“We are using Varnish heavily for caching images. All of the images on WordPress.com and Gravatar are cached via Varnish. We have about 60 varnish servers deployed on WordPress.com and 10 on Gravatar. Each Gravatar varnish server is serving 3ish thousand requests per second. My gripe with Varnish is that whenever we upgrade, we seem to run into new performance/optimization problems which require lots of time to resolve. As a result, WordPress.com is still running an older version of Varnish. Persistent caching (across server restarts) should be introduced in Varnish 2.1 which should be cool.”
http://serverqa.wordpress.com/
“We are using nginx as a reverse proxy (load balancer) serving tens of
thousands of requests per second across various large sites
(WordPress.com, Gravatar.com, etc).
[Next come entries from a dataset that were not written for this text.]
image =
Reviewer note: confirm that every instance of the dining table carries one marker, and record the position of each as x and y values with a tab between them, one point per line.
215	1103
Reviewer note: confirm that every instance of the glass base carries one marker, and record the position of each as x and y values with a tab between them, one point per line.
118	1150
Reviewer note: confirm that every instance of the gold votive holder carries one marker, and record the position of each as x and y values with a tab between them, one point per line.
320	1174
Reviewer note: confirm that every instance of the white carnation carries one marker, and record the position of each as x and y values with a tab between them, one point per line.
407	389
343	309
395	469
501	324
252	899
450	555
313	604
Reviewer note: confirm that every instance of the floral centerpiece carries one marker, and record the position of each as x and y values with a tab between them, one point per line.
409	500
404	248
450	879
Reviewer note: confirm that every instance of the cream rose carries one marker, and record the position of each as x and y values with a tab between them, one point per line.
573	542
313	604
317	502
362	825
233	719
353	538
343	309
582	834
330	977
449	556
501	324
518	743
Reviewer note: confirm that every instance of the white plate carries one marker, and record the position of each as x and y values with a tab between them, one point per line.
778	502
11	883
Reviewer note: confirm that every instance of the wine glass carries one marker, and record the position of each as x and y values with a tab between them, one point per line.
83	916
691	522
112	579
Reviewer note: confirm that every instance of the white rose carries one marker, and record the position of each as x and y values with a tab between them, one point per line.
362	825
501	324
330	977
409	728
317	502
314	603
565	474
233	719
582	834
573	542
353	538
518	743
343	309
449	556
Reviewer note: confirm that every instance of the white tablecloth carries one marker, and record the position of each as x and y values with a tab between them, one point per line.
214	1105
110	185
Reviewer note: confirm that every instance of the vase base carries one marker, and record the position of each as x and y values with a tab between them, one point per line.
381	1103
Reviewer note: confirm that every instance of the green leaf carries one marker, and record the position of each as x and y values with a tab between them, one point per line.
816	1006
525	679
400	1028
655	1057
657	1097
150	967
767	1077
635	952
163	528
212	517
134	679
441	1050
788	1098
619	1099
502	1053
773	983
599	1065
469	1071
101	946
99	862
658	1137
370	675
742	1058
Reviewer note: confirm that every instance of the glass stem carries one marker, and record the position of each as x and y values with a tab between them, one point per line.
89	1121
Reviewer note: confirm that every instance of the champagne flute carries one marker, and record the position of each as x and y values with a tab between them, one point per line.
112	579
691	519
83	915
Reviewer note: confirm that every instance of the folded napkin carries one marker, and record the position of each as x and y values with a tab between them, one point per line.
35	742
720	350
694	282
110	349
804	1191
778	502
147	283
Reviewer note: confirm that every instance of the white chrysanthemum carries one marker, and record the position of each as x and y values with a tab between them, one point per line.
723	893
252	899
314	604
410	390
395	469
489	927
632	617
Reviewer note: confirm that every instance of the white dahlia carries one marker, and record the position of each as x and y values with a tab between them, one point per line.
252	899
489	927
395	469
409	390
We deploy our nginx reverse
proxies in active-active pairs using Wackamole and Spread to control
the floating IPs for high availability. Our busiest load balancers
(req/sec) are serving about 7000 req/sec and the most traffic per
machine is in the 600Mbit/sec range. We could push each machine more,
they aren’t maxed out, but we like to leave some room for growth, DoS
attacks, hardware/network failures, etc. The bottleneck for us seem
to be the large number of software interrupts on the network
interfaces cause the boxes to become CPU bound at some point.
(we are running Debian Lenny mostly).
We are using “cheap” commodity hardware.
2 x Quad-core AMD or Intel CPUs
2-4GB of RAM
Single SATA drive
2 x 1000Mbit NICs
Since it is so easy to deploy more servers, it’s super easy to scale,
and this configuration has been ultra-reliable for us. Most of the
failures we have had are from human error.”